Pendekatan Historis Kritis Terhadap Kajian Orientalis terhadap al-Qur’an dan Implikasinya

Berawal dari problem otentisitas teks Bible, naskah asal Bible yang berlimpah, serta mempunyai versi teks yang berbeda, redaksi teks, gaya bahasa dan bentuk awal teks, serta pengarang (authority) yang menyalin bukan dari perkataan yang mereka temukan. Berawal dari ini, melahirkan sebuah metode kritik Bible . Seiring perkembangan ilmu dan masa, para sarjana Barat menggunakan metode kritik Bible untuk mengkaji al-Qur’an. Kritik Bible sendiri memeiliki beberapa metode terapan, salah satunya adalah Historical-critical.
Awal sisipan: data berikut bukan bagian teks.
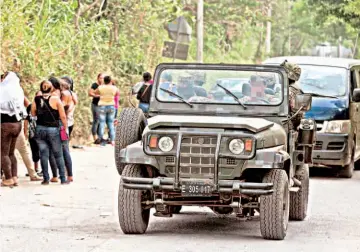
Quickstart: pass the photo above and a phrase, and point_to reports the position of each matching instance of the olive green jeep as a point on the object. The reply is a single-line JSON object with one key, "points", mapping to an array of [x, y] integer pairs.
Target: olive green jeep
{"points": [[232, 151]]}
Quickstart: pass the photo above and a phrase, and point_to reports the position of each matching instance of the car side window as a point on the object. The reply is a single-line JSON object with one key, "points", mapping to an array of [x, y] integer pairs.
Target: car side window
{"points": [[357, 77], [353, 83]]}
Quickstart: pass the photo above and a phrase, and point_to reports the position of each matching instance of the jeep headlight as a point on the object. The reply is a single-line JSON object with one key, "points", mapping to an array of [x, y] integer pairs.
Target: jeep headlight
{"points": [[166, 144], [236, 146], [337, 127]]}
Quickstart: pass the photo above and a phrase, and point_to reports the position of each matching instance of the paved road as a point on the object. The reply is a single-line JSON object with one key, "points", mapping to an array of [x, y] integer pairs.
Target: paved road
{"points": [[83, 217]]}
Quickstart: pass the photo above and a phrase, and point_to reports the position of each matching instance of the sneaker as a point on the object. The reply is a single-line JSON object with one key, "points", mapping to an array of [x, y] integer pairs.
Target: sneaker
{"points": [[35, 178], [54, 180]]}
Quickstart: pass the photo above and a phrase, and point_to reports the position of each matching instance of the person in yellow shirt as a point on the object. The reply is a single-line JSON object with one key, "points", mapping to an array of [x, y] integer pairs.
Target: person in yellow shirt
{"points": [[107, 93]]}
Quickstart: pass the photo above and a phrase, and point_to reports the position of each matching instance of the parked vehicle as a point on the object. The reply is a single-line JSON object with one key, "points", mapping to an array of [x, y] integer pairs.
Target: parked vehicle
{"points": [[238, 156], [336, 84]]}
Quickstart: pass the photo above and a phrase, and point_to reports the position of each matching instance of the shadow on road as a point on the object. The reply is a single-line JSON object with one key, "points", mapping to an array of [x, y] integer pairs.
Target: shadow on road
{"points": [[326, 173], [197, 224]]}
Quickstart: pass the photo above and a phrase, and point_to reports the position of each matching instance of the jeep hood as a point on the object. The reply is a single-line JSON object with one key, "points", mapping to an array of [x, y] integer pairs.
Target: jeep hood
{"points": [[253, 124]]}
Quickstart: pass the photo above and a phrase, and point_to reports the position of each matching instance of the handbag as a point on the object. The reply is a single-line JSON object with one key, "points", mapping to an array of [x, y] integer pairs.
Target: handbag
{"points": [[63, 135]]}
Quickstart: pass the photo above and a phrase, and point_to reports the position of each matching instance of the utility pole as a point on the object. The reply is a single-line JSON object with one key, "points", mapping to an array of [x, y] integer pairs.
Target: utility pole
{"points": [[268, 29], [200, 30]]}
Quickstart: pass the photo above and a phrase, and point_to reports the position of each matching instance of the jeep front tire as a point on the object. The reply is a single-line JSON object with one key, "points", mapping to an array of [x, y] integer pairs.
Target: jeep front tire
{"points": [[299, 200], [274, 209], [133, 216]]}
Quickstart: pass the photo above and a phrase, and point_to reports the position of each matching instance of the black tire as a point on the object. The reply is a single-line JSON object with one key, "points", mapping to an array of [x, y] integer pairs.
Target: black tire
{"points": [[299, 200], [128, 131], [133, 218], [223, 210], [348, 170], [176, 209], [274, 209]]}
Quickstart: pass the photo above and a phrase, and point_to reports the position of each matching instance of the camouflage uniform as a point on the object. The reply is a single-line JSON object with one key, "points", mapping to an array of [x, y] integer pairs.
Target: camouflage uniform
{"points": [[294, 72]]}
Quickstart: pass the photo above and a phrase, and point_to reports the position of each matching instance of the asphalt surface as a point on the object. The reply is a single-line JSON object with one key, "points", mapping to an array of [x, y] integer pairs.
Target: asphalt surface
{"points": [[83, 217]]}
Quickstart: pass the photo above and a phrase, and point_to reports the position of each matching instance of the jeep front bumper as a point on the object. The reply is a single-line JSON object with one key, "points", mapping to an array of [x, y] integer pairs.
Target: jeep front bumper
{"points": [[223, 186]]}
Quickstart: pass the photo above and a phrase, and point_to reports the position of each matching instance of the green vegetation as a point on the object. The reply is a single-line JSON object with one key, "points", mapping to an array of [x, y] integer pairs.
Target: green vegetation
{"points": [[81, 38]]}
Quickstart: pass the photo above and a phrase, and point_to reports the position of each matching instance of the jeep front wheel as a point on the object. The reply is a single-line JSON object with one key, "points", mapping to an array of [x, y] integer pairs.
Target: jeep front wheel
{"points": [[274, 209], [299, 200], [133, 216]]}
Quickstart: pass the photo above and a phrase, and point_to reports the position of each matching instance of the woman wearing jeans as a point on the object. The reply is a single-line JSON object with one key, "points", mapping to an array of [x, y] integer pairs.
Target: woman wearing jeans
{"points": [[49, 110], [107, 93]]}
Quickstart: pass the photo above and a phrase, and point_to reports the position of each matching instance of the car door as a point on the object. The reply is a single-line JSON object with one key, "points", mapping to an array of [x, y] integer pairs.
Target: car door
{"points": [[355, 108]]}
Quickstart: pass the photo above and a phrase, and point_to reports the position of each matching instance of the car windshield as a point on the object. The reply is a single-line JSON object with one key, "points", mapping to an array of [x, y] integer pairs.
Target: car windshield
{"points": [[220, 86], [323, 80]]}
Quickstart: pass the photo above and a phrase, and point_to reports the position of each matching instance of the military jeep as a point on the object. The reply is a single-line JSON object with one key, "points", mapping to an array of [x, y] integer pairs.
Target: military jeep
{"points": [[233, 154]]}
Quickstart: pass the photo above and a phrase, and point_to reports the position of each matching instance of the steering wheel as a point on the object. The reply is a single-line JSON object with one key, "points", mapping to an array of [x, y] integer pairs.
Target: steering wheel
{"points": [[198, 99], [260, 99]]}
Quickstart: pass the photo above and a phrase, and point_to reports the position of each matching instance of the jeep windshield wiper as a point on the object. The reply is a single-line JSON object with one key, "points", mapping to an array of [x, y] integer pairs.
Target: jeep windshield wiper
{"points": [[232, 95], [176, 95], [320, 95]]}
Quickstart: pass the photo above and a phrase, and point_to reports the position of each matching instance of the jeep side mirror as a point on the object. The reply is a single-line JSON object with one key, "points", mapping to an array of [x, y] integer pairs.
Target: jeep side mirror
{"points": [[356, 95], [304, 101]]}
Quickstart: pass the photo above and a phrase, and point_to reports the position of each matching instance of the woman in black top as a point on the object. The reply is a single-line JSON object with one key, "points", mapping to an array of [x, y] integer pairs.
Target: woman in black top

Historical-critical method atau metode historis kritis adalah metode yang dibangun berdasarkan asumsi dengan penjelasan rasional. Seperti yang diungkapkan oleh Manfred S. Kroop tujuan dari metode historis-kritis dalam kajian al-Qur’an adalah untuk mengklarifikasi asal-usel teks, meperoleh serta mendiskripsikan bentuk dan fungsinya yang pertama, kemudian yang terakhir mengumpulkan serta mempublikasikan hasil-hasil penelitian tersebut dalam satu tau lebih edisi teks al-Qur;an yang disertai komentar atau penafsiran historis.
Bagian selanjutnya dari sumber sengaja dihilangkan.